O que é a tecnologia RAID

A tecnologia RAID (Redundant Array of Independent Disks ou Conjunto Redundante de Discos Independentes), permite constituir uma unidade de armazenamento a partir dos vários discos rígidos. A unidade assim criada (chamada cluster) tem assim uma grande tolerância às avarias (elevada disponibilidade), ou maior capacidade/velocidade de escrita. A distribuição dos dados nos vários discos rígidos permite por conseguinte aumentar a segurança e viabilizar os serviços associados.
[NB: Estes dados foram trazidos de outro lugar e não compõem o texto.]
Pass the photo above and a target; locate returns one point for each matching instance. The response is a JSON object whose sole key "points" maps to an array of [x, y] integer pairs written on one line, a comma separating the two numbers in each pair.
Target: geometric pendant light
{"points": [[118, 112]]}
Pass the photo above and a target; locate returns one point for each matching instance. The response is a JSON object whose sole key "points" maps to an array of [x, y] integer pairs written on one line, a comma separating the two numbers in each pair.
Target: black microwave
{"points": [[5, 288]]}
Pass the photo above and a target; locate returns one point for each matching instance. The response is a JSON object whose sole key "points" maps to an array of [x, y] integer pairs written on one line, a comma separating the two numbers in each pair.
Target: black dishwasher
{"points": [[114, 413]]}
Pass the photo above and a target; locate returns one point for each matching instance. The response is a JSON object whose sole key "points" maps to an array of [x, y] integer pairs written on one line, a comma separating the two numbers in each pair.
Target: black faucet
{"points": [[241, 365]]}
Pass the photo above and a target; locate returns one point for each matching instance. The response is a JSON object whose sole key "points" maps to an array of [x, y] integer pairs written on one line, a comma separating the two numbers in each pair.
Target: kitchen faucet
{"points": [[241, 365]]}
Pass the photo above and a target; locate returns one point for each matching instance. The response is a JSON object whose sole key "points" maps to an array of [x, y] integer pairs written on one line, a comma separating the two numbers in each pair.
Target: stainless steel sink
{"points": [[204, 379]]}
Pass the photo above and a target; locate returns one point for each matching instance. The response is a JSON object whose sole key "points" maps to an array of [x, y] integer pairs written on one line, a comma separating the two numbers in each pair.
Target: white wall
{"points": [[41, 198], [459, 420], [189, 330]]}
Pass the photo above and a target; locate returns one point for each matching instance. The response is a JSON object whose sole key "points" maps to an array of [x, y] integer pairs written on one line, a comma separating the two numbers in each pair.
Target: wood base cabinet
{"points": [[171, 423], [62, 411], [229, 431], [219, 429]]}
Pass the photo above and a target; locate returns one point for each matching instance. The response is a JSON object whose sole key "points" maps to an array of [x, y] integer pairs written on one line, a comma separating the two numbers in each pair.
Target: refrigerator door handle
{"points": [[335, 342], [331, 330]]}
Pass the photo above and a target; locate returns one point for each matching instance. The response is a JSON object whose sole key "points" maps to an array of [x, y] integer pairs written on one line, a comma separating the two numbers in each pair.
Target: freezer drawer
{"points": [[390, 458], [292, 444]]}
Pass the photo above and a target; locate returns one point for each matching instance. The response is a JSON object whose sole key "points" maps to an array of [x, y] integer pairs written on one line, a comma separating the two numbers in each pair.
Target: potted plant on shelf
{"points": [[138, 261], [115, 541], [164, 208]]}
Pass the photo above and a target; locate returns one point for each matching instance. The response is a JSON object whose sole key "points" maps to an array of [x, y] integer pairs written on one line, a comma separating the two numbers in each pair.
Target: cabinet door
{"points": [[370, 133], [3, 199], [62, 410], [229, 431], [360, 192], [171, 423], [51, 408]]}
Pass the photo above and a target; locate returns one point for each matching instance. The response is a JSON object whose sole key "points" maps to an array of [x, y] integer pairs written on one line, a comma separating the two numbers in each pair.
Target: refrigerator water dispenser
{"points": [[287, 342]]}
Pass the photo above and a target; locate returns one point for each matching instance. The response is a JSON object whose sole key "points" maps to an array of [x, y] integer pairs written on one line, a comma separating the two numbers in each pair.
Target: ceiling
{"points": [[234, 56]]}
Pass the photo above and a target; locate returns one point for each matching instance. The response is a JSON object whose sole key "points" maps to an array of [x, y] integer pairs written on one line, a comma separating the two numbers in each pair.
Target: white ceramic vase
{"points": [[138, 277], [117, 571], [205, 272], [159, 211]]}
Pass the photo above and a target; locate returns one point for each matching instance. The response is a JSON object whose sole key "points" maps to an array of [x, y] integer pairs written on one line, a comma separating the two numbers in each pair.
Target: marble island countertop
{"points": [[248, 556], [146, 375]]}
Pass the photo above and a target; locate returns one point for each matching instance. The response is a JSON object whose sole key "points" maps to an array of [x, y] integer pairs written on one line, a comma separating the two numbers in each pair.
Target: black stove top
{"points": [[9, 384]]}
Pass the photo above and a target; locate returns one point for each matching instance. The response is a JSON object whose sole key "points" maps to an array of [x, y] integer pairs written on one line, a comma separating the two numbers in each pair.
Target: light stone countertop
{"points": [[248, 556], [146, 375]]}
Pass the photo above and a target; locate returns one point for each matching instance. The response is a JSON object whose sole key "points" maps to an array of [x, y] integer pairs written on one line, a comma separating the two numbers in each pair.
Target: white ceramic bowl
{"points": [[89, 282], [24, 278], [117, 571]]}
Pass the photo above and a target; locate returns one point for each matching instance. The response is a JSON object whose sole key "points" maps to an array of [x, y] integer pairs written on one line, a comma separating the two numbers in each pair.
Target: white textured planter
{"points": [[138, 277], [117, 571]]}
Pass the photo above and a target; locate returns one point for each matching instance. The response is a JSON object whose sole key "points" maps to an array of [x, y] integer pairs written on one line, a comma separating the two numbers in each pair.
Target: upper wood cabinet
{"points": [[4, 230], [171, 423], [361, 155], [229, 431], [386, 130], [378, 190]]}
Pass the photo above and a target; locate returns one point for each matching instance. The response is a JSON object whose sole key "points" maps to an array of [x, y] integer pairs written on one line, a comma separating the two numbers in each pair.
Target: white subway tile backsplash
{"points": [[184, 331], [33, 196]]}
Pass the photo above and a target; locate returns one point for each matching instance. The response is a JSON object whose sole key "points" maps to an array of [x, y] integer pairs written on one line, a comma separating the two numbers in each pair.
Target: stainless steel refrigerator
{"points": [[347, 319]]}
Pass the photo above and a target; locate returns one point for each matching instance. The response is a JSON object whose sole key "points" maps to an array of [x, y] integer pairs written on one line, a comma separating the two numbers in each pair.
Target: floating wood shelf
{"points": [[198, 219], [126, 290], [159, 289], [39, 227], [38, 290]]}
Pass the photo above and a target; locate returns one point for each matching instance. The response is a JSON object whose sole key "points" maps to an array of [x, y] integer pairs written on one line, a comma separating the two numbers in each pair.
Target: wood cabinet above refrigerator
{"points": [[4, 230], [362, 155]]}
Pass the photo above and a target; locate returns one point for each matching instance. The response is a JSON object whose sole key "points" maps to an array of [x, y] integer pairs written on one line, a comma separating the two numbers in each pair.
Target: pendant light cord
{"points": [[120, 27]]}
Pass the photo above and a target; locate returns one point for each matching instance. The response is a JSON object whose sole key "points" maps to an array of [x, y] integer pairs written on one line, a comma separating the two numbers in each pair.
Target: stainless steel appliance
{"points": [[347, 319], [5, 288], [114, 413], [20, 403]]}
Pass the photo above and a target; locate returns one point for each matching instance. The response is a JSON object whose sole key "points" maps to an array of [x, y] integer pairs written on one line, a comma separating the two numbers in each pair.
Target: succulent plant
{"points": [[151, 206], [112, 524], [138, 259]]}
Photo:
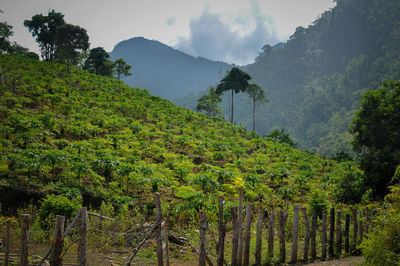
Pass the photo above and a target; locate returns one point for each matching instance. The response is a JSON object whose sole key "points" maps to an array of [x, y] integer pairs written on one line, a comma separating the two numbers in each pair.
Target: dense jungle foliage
{"points": [[80, 135]]}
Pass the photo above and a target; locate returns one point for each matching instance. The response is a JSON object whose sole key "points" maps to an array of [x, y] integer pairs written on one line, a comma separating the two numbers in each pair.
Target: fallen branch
{"points": [[136, 249], [100, 216], [66, 232]]}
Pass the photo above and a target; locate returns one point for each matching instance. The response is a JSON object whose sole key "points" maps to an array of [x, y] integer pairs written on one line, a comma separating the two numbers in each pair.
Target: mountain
{"points": [[165, 71], [80, 134]]}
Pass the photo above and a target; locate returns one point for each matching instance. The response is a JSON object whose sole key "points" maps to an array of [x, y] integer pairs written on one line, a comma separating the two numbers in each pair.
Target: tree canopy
{"points": [[70, 41], [98, 62], [376, 131], [257, 95], [209, 103], [121, 68]]}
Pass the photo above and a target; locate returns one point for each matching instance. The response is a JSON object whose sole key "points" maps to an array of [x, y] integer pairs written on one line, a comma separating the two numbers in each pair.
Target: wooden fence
{"points": [[308, 239]]}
Esta tecnologia foi criada em 1987 por três pesquisadores, Patterson, Gibson e Katz na Universidade de Califórnia (Berkeley). Desde 1992, é o RAID Advisory Board que gerencia estas especificações. Ele consiste em constituir um disco de grande capacidade (por conseguinte, dispendioso) com discos mais pequenos e baratos (ou seja, MTBF - Mean Time Between Failure, ou seja o tempo médio entre duas avarias, é fraco).
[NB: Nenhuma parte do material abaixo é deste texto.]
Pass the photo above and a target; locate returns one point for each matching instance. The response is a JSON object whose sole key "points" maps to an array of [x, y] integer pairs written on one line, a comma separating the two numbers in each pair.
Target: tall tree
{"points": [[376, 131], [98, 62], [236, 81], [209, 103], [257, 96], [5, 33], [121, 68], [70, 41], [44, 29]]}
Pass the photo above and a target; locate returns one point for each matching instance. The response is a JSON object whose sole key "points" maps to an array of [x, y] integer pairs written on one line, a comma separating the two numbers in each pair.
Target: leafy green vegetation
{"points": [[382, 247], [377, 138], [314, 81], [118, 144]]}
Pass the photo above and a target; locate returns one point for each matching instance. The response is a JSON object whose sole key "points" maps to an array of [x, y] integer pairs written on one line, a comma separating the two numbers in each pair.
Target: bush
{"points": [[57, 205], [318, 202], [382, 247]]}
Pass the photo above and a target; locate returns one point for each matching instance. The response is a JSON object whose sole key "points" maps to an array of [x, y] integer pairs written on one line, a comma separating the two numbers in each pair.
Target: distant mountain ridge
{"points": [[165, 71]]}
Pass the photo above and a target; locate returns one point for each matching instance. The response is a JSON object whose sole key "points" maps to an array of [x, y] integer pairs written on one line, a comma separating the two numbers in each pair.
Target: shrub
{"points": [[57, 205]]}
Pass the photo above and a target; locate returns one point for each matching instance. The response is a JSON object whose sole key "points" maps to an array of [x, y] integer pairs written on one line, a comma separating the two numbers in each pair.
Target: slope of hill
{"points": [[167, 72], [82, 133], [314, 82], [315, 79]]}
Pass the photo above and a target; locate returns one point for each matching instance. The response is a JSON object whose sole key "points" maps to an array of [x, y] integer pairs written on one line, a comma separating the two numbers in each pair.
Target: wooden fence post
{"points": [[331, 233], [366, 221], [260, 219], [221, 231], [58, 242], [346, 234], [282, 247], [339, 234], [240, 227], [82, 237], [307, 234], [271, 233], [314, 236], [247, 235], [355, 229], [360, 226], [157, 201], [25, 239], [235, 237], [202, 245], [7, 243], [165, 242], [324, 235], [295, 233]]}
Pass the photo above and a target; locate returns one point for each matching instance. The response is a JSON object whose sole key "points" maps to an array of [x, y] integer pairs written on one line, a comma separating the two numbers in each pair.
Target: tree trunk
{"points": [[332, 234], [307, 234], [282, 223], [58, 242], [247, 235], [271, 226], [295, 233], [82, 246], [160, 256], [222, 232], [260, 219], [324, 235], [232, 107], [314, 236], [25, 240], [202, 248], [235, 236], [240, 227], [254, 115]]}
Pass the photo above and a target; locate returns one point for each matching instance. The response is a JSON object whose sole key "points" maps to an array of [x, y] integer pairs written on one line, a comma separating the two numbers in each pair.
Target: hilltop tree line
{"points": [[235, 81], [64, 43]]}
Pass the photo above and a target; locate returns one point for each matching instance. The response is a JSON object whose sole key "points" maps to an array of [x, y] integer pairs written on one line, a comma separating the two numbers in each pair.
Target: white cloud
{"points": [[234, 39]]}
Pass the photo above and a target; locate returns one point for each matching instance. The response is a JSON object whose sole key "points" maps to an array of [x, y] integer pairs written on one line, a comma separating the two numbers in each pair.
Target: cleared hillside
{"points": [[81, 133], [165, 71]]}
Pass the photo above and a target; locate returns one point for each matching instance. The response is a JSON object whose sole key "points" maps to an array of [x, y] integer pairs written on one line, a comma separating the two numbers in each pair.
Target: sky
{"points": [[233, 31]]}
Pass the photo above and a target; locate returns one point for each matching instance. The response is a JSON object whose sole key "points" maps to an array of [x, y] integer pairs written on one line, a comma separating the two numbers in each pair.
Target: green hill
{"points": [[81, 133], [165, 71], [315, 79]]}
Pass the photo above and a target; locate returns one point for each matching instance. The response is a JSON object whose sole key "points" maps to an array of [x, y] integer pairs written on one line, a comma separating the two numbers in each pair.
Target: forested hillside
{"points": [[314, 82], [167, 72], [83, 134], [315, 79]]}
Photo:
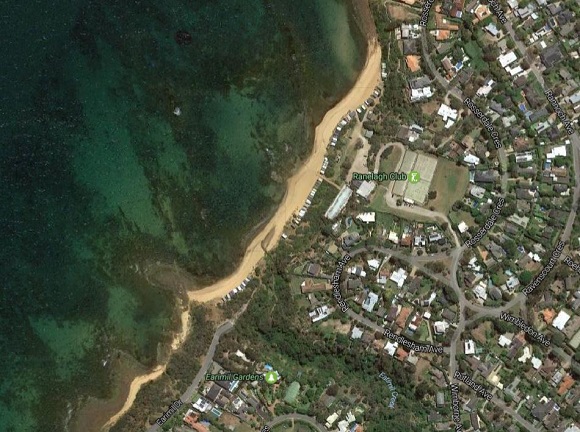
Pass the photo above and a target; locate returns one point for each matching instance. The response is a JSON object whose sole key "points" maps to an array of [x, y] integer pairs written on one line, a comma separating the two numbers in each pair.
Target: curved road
{"points": [[186, 396]]}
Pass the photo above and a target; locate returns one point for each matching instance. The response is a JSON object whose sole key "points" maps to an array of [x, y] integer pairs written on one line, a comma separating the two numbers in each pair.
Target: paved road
{"points": [[186, 396], [501, 404], [427, 58], [310, 420]]}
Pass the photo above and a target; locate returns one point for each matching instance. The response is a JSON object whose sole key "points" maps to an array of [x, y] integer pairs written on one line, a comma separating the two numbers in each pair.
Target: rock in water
{"points": [[183, 38]]}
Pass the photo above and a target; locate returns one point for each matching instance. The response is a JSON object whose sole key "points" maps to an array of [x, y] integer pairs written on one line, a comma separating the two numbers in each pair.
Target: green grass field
{"points": [[476, 56], [298, 427], [450, 181]]}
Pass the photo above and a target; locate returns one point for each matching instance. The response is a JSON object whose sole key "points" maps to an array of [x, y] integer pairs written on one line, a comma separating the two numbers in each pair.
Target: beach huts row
{"points": [[298, 217], [237, 289]]}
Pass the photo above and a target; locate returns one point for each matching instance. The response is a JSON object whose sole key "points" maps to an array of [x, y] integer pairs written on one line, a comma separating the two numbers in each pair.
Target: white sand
{"points": [[299, 187], [300, 184]]}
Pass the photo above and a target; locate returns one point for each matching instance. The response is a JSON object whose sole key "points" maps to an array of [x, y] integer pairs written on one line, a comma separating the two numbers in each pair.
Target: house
{"points": [[393, 311], [368, 217], [561, 320], [410, 47], [488, 176], [448, 114], [440, 398], [474, 419], [319, 313], [551, 55], [313, 269], [399, 277], [350, 240], [457, 9], [507, 59], [440, 327], [469, 347], [356, 333], [370, 302]]}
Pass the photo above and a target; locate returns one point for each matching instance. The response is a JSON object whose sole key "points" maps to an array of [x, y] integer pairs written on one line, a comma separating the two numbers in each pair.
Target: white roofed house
{"points": [[561, 320], [368, 217], [370, 302], [556, 151], [440, 327], [507, 59], [391, 348], [448, 114], [365, 189], [469, 347], [470, 159], [374, 264], [319, 313], [399, 277]]}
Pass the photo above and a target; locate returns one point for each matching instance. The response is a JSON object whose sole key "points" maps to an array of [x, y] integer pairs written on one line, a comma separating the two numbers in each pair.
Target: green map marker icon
{"points": [[271, 377], [414, 177]]}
Quais são e quais os principais níveis de um RAID

Os discos montados de acordo com a tecnologia RAID podem ser utilizados de diferentes maneiras, chamadas Níveis RAID. A Universidade de Califórnia definiu 5, aos quais foram acrescentados os níveis de 0 e 6. Cada um deles descreve a maneira como os dados são repartidos nos discos:

Nível RAID 0: chamado, em inglês, striping


Nível RAID 1: chamado, em inglês, mirroring, shadowing ou duplexing

Nível RAID 2: chamado, em inglês, striping with parity (obsoleto)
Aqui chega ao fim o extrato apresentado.